Whether a cyberattack is funded and initiated by an individual, a rogue group or a nation-state, the majority of breaches and attacks today are a result of known but unpatched vulnerabilities. Finding or acquiring zero-day vulnerabilities is a costly endeavour, so leveraging unpatched flaws with publicly available exploit code gets bad actors to their end goal in the fastest and cheapest way possible.
Organizations, therefore, need to practice cyber hygiene to identify and patch vulnerabilities favoured by criminals. They should block malicious sites and IP addresses, enforce multi-factor authentication, implement security awareness training and use encryption.
How assured is the service support to enterprise customers around your network security solutions?
Our customers are central to everything we do at Tenable. We’ve, therefore, thoughtful procedures that enable us to respond to emergencies and maintain high business standards. These steps ensure we are adequately prepared to serve our customers without disruption during these trying times. For example, security teams need to ensure that personal devices of remote employees are not introducing new vulnerabilities when connected to the corporate network. This can be a challenge to navigate without physical access to the actual device.
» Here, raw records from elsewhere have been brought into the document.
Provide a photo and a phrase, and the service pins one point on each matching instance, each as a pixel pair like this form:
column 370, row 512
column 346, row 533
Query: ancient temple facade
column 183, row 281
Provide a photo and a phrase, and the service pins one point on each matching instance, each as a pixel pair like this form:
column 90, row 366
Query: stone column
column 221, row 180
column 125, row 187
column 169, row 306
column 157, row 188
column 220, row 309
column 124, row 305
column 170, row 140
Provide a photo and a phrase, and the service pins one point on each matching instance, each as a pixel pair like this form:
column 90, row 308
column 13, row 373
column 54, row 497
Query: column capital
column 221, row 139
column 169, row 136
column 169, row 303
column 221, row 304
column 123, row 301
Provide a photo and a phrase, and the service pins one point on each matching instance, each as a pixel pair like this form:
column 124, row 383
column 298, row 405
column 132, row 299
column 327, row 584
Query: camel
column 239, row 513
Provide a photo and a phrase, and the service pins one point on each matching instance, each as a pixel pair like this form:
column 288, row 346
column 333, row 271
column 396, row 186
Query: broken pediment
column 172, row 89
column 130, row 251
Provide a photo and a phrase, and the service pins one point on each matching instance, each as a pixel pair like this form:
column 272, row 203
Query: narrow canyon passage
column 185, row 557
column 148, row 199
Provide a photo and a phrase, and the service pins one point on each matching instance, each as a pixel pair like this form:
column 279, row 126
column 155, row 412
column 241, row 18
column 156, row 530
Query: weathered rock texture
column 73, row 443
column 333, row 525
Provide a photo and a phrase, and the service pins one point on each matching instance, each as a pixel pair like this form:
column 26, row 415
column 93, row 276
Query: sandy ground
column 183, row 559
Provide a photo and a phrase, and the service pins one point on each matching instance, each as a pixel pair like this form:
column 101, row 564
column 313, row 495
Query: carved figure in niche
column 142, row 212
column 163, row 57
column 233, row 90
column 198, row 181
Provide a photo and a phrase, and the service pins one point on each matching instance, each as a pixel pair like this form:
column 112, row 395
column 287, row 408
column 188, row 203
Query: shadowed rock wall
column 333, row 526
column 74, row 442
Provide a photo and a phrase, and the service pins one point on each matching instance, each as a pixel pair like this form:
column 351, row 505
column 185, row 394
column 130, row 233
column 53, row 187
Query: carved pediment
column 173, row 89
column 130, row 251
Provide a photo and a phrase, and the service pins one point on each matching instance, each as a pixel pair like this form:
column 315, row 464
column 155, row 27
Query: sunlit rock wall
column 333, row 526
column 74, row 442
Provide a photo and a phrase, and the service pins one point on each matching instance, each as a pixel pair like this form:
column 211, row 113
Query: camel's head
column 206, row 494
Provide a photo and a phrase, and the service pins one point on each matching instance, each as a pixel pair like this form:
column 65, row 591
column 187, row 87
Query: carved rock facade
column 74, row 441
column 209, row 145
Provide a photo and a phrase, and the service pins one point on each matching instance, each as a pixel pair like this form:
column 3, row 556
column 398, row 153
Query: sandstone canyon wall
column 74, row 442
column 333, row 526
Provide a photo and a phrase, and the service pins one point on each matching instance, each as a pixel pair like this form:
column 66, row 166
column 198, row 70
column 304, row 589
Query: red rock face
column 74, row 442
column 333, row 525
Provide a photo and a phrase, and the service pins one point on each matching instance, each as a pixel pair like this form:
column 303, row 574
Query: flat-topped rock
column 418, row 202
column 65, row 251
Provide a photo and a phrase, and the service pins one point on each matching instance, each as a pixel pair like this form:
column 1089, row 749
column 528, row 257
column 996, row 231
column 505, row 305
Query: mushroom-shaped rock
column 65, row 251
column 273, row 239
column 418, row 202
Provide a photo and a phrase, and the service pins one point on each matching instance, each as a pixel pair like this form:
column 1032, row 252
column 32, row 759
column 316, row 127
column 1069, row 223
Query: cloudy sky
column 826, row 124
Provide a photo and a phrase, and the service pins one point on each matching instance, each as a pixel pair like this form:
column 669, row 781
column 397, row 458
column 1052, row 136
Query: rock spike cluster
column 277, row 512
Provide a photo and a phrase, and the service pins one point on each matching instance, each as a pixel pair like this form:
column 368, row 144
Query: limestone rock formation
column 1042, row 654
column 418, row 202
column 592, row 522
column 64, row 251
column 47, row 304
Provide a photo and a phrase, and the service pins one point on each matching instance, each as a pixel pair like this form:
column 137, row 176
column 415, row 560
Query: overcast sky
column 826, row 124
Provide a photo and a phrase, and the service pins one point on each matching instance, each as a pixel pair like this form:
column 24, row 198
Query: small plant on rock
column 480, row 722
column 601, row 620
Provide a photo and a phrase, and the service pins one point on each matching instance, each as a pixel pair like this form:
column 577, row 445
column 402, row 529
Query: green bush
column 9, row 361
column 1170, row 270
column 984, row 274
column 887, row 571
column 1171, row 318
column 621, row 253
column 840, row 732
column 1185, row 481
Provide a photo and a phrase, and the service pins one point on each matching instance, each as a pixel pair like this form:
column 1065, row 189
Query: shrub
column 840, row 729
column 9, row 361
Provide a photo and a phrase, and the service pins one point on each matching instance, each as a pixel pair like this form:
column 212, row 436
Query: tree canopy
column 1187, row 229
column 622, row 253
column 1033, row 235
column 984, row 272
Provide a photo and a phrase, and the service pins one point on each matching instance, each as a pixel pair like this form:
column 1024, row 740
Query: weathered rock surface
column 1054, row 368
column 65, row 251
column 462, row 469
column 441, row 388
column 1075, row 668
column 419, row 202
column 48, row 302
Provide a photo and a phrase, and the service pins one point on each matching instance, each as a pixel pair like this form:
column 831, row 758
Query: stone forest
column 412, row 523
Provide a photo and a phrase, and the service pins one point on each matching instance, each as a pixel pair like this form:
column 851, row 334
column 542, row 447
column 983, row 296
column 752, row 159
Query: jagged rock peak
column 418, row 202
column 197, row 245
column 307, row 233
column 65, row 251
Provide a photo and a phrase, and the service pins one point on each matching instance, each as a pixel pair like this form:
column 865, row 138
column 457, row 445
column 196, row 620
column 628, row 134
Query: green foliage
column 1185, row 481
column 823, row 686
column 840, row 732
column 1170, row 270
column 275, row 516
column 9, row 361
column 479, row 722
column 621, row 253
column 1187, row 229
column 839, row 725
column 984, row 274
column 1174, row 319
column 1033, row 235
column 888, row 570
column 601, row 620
Nessus Agents enable local scan policies on devices that are not dependent on a connection to the office network. Outside of a work-from-home arrangement, Nessus Agents can gather vulnerability information on hosts that have frequently changing credentials and assets that have been hardened to prevent external login.
Another challenge security teams face is securing the AD. The shift to cloud and work-from-home arrangements are only exacerbating the complexity of identity and permissions management. Tenable.ad takes a risk-based, proactive approach to enable users to find and fix existing weaknesses. It detects ongoing attacks in real-time without the need to deploy agents or leverage privileged accounts. Tenable.ad prevents privilege escalation.